Le Tristan Bernard affiche la comédie de Côme de Bellescize, créée le 29 septembre 2023 au Théâtre Jacques Carat à Cachan, avec notamment Benjamin Wangermée dans un rôle inattendu.

Côme de Bellescize
L'auteur et metteur en scène

À 43 ans, Côme de Bellescize, met en scène sa huitième pièce. À l'instar des précédentes, « Mondial Placard », qui aborde la question du genre dans l'entreprise, est une comédie centrée autour d'un thème de société. L'auteur, qui a toujours adopté une démarche non moralisatrice, laissant toute sa liberté au spectateur, s'est d'abord lancé dans un travail de sociologue. « Le point de départ est l'épisode « Me Too » qui nous a ouvert les yeux sur des dysfonctionnements systémiques. La remise en cause de la notion de patriarcat est devenue un point de questionnement central pour toute la société. Par ailleurs, l'entreprise est un univers qui m'a toujours passionné, un lieu d'expérimentation des relations humaines très important. J'ai décidé de rencontrer des femmes d'affaires ou cheffes d'entreprise d'âge divers. J'ai pu collecter des témoignages assez différents et toucher du doigt, au passage, une rupture générationnelle dont je n'avais pas conscience ».
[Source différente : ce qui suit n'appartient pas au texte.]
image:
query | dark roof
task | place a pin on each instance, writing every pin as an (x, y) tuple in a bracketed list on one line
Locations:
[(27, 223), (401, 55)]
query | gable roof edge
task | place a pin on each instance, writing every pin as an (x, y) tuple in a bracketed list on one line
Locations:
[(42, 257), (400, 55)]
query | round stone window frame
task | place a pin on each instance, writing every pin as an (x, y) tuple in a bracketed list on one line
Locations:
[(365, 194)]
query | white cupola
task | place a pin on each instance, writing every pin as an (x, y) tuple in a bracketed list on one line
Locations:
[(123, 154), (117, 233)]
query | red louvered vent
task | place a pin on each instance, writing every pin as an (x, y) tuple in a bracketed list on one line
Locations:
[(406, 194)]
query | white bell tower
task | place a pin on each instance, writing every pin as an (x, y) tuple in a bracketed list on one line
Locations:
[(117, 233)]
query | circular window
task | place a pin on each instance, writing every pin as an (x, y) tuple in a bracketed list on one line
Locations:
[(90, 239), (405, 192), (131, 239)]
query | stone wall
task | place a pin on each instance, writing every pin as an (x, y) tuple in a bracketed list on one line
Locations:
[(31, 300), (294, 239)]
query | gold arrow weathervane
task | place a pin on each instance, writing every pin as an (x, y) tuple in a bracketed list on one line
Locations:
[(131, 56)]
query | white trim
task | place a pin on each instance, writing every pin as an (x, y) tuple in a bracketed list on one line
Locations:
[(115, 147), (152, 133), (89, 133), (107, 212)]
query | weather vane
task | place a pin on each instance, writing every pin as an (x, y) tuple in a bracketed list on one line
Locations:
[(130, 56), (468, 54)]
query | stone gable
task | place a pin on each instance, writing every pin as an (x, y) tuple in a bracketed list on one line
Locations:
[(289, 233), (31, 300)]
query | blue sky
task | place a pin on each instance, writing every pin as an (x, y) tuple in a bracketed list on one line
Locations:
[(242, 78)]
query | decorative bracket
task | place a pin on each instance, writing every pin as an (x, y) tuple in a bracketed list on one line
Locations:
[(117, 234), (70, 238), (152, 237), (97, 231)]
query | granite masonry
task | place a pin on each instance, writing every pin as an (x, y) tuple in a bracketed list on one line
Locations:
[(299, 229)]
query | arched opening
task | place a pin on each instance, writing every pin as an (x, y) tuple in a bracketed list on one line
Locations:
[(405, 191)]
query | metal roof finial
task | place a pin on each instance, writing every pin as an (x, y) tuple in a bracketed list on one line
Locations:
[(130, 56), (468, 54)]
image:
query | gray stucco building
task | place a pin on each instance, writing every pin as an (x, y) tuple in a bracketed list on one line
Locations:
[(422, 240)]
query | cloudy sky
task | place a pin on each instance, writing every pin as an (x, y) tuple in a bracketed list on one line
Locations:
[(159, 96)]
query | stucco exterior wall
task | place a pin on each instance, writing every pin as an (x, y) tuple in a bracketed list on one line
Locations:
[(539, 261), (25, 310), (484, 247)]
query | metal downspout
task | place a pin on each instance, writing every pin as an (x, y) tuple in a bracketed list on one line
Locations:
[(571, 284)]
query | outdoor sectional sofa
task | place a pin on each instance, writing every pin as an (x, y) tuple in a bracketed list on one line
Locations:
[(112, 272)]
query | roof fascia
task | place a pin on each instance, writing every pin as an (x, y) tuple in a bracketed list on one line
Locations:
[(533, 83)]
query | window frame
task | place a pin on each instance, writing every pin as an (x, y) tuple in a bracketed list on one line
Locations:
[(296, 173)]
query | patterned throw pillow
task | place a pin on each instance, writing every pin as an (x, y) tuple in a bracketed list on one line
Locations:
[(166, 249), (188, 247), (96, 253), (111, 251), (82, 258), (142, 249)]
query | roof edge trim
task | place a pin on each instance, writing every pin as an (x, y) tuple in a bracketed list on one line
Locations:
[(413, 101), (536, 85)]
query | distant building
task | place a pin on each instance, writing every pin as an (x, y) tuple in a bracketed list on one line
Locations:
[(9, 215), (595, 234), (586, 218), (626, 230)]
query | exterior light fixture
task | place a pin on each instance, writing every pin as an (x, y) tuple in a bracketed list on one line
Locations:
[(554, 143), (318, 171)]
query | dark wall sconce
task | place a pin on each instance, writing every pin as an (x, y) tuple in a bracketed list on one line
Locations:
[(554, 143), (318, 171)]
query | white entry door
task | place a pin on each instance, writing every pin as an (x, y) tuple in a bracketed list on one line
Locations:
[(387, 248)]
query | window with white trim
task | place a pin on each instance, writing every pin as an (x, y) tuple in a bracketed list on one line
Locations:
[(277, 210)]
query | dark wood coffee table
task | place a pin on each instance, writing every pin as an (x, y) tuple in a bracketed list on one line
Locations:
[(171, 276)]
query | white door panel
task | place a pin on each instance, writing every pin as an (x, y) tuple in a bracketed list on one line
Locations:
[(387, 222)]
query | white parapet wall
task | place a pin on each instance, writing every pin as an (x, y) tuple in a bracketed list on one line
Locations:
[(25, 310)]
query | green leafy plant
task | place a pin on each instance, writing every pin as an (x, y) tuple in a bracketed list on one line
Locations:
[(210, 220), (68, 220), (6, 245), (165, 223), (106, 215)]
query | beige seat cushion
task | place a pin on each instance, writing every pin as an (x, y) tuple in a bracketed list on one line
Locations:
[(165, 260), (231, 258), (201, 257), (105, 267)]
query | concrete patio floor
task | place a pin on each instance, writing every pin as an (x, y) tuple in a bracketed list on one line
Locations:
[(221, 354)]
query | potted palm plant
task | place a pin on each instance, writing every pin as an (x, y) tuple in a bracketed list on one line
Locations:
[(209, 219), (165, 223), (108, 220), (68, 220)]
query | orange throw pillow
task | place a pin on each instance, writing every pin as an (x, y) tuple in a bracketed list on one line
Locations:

Pour Côme de Bellescize, l'évolution de son style vers la comédie a été naturelle : « J'ai écrit cette pièce durant le confinement, et dans ce climat anxiogène, je me suis senti la responsabilité d'apporter de la légèreté. En tant que spectateur, je suis de plus en plus rétif à l'esprit de sérieux et je supporte de moins en moins que l'on essaie de m'imposer une manière de penser, c'est pourquoi je m'interdis d'être partie prenante. Je veux que le public reparte avec l'esprit joyeux et l'envie de réfléchir sans se sentir pris en otage. Sur un sujet d'actualité : la place des femmes dans l'entreprise et plus largement dans la société, nous brassons les questions avec de l'humour et de la dérision. Dans ma pièce, chacun en prend pour son grade. L'autodérision génère de la distance par rapport à nos propres postures. Pour moi, le théâtre consiste à rassembler des gens aux sensibilités différentes et à leur proposer un espace de réflexion libre et partagé. La comédie étant un moyen merveilleux de coaliser cet ensemble ».


Benjamin Wangermée

À 38 ans, vous avez déjà une belle carrière qui a débuté dès votre sortie du Conservatoire par une pièce de Christophe Honoré dans le In d'Avignon. Avant de jouer votre troisième pièce de Côme de Bellescize, vous avez tenu le rôle-titre dans « Edmond » pendant 3 ans. Que retenez-vous de cette expérience assez unique ?
« Edmond » est un rôle magnifique et très exigeant, puisque j'étais sur scène pendant toute la pièce. J'ai arrêté pendant un an ce qui m'a permis de jouer la précédente pièce de Côme de Bellescize, « Tout brûle, so what ?» en tournée principalement. L'alternance mise en place à mon retour m'a donné une vraie marge de manœuvre pour d'autres projets. « Edmond » m'a permis à la fois de travailler sur une figure historique, emblématique et connue à l'étranger, mais aussi de participer à une flamboyante fantaisie puisqu'Alexis Michalik, très adroitement, a pris quelques libertés. Et ça, pour le comédien, c'est un gage de formidable diversité !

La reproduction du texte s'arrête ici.